Information like the direction of the raycast and the distance to the hit object is not normally passed to the agent using ML-Agents' RayPerceptionSensorComponent2D; all that component passes are the one-hot encodings. So I ripped some of the code from that component and modified it to pass all of the desired information, hoping it would allow the agent to be more precise about its choices.
Needless to say, as with most things in this project, it did not work.
Perhaps I needed to train each agent for more time before getting frustrated and giving up (which would typically occur after 100 thousand iterations) or change the layout of the environment as it's very congested right now and randomly jumping around can achieve more than it should. Whatever the case, I glanced at some other ML-Agents examples that I thought were similar to mine to see how the agent was being rewarded and punished.

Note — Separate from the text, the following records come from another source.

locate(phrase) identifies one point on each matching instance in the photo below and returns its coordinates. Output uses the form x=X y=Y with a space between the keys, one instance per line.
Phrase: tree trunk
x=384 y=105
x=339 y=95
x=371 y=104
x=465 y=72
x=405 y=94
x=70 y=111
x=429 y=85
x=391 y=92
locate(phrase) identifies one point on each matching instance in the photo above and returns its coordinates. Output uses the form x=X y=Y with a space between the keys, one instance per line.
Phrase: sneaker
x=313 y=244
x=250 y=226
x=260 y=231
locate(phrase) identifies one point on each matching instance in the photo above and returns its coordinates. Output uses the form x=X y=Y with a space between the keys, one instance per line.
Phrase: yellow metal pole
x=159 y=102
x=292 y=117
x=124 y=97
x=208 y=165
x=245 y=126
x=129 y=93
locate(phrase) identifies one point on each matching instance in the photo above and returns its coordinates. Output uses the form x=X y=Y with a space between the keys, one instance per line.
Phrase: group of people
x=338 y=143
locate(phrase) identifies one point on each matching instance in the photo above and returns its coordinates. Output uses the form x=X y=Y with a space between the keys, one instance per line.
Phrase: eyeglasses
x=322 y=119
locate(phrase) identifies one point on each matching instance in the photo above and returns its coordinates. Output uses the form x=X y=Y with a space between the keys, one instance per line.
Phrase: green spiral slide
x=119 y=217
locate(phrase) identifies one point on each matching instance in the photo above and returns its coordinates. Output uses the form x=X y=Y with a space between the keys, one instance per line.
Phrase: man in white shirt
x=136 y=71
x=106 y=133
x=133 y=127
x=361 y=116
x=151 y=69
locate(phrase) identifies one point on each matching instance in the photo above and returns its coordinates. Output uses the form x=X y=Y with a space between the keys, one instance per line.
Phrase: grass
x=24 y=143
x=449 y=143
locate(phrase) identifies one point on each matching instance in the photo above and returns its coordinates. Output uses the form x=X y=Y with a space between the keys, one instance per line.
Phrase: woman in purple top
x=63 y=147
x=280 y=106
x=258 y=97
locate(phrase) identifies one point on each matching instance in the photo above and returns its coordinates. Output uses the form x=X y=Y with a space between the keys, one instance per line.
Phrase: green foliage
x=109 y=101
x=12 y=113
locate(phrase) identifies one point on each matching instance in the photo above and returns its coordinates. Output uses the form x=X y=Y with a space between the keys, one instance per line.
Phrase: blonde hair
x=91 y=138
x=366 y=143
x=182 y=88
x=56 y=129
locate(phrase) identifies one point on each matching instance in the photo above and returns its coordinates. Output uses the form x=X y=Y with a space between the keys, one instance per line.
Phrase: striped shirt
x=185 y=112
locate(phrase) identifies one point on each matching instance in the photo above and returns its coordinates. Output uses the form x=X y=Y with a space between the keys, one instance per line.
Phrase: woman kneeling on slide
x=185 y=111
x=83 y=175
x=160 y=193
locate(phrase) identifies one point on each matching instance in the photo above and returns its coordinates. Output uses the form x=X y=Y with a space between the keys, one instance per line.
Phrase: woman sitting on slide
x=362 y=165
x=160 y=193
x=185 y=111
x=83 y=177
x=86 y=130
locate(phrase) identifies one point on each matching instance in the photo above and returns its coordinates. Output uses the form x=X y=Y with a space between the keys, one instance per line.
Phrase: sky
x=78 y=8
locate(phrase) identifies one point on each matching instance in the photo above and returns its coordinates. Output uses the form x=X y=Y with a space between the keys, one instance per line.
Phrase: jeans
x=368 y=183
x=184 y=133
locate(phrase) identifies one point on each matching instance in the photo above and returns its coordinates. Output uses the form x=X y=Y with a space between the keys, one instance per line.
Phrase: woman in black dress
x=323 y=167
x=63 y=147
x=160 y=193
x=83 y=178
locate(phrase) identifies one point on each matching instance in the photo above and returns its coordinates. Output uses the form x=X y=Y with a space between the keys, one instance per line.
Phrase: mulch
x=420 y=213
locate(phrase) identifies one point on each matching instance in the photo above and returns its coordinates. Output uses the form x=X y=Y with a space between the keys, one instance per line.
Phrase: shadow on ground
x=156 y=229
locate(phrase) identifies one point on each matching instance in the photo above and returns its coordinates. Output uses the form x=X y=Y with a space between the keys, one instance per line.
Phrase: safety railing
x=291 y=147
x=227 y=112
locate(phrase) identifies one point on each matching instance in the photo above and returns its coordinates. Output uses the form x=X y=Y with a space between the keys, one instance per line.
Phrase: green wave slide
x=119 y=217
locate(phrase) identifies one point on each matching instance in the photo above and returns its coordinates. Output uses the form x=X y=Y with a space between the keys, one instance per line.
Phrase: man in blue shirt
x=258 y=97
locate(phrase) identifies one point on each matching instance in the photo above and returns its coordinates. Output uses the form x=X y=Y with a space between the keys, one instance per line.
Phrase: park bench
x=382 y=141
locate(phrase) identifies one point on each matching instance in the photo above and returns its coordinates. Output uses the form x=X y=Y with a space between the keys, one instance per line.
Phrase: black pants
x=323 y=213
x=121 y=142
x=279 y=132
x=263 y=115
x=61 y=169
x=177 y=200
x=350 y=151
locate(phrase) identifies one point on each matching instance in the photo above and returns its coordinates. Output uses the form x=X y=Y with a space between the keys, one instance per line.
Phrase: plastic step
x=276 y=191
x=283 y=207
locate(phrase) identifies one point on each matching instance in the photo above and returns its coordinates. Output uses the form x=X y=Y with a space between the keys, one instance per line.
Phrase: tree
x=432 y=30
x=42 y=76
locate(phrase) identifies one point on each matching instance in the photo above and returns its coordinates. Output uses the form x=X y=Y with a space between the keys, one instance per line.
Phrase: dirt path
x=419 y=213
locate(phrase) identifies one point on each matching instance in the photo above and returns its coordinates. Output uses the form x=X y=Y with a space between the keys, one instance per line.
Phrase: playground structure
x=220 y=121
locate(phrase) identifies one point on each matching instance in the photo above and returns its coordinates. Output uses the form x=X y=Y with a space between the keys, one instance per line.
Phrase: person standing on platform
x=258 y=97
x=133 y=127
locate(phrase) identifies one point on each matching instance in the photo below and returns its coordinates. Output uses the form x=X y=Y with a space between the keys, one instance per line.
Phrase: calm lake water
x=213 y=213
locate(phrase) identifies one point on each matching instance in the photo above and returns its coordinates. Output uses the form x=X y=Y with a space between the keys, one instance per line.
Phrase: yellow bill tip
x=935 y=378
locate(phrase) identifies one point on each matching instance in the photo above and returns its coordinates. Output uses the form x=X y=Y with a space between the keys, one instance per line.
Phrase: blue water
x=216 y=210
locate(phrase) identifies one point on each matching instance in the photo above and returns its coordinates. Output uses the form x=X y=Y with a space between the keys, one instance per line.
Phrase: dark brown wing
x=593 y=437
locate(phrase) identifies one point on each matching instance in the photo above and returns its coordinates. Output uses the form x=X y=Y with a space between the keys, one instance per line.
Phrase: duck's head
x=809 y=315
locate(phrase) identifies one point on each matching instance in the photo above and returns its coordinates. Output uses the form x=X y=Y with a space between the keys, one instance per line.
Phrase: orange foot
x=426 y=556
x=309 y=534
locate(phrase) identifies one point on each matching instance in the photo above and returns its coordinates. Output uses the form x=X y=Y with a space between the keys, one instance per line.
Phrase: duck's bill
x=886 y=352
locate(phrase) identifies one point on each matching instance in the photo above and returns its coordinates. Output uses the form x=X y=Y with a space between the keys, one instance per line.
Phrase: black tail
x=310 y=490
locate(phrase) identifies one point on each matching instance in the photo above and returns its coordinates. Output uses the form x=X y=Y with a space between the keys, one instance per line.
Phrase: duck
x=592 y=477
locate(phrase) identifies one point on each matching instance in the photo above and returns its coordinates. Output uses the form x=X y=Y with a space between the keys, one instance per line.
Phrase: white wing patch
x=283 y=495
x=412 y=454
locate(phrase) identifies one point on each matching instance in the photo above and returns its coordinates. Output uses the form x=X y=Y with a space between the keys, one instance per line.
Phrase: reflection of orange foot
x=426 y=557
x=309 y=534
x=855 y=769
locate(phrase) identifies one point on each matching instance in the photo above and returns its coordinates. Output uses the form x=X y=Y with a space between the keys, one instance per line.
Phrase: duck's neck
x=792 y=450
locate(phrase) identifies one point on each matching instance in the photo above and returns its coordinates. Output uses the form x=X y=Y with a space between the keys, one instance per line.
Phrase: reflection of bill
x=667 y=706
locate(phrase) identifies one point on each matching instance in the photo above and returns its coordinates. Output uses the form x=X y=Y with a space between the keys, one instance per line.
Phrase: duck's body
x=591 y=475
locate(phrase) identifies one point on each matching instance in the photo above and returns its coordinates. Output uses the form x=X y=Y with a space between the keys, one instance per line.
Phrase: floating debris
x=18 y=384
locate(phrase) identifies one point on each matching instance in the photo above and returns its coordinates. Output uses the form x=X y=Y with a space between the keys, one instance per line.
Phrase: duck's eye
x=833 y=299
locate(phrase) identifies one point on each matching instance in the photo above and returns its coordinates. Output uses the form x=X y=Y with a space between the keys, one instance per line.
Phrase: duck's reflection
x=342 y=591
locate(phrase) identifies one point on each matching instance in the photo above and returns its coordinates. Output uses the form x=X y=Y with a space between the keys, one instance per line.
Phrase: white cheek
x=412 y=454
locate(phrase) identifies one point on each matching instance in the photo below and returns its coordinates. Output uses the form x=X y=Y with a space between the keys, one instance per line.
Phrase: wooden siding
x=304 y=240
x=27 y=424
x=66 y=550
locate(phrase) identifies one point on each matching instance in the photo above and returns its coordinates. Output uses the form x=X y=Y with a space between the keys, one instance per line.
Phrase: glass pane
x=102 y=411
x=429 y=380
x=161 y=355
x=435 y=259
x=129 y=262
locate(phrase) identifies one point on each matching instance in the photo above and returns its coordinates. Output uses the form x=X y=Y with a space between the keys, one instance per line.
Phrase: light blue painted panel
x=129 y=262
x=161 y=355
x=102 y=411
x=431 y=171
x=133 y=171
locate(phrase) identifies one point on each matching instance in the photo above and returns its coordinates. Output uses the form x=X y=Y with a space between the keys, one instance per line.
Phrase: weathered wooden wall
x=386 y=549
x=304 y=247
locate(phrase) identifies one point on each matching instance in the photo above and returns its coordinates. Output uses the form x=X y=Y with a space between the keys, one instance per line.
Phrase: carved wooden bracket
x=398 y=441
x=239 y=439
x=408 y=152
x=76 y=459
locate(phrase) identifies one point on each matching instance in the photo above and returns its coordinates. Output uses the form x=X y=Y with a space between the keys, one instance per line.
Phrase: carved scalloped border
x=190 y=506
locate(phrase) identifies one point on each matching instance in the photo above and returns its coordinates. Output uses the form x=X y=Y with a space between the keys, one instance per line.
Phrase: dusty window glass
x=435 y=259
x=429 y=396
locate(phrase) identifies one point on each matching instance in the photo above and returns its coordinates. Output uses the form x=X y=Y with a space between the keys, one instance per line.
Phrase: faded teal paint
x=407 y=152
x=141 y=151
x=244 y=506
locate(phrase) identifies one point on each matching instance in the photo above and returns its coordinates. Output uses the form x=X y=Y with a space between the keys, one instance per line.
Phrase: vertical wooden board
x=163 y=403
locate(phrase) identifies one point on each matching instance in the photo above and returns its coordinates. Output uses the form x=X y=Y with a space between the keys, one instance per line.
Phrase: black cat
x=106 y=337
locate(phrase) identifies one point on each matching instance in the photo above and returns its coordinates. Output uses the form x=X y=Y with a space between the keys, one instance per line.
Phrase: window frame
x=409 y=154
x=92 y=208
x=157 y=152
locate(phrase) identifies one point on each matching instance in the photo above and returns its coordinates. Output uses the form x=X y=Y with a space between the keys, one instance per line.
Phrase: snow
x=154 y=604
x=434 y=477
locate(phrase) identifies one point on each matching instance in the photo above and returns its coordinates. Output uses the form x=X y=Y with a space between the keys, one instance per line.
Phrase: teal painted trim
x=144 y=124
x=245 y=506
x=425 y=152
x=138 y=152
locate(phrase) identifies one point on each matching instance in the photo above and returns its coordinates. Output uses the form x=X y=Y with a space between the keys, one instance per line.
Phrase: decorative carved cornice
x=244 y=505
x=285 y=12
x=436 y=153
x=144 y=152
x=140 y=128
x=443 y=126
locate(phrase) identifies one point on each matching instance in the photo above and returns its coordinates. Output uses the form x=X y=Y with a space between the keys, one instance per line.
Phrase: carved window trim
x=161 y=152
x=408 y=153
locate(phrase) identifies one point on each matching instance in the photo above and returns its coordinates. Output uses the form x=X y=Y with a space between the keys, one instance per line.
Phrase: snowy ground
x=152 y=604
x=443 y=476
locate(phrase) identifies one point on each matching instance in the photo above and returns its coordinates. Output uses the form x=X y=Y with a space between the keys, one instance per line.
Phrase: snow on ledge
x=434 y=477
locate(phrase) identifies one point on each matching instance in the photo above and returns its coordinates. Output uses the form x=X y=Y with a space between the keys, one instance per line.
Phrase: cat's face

The wall-jump example tries to train an agent to jump over a wall and get to a goal. It can jump on top of a block and push it to the wall to assist it in jumping over. Looking at this agent's script, I was surprised to find that it was just using a RayPerceptionSensorComponent3D for its eyes (i.e., the only "visual" data it received were the tags of the objects in front of it), and its rewards were incredibly sparse: it was only rewarded upon reaching the goal, and at no other time. And yet it was performing really well.
My goal for spring break is pretty much the same as it was this week: to get a working path-following agent. I'll try tweaking the environment, searching through the provided ML-Agents examples for hints, looking through online tutorials with similar goals to mine, and allowing my agent to train for much more time (honestly, its hidden layers had 512 nodes each AND it was a recurrent neural network; the likelihood of it learning quickly in 100 thousand iterations was pretty low if the wall-jump had a significantly simpler brain and needed a million iterations to learn).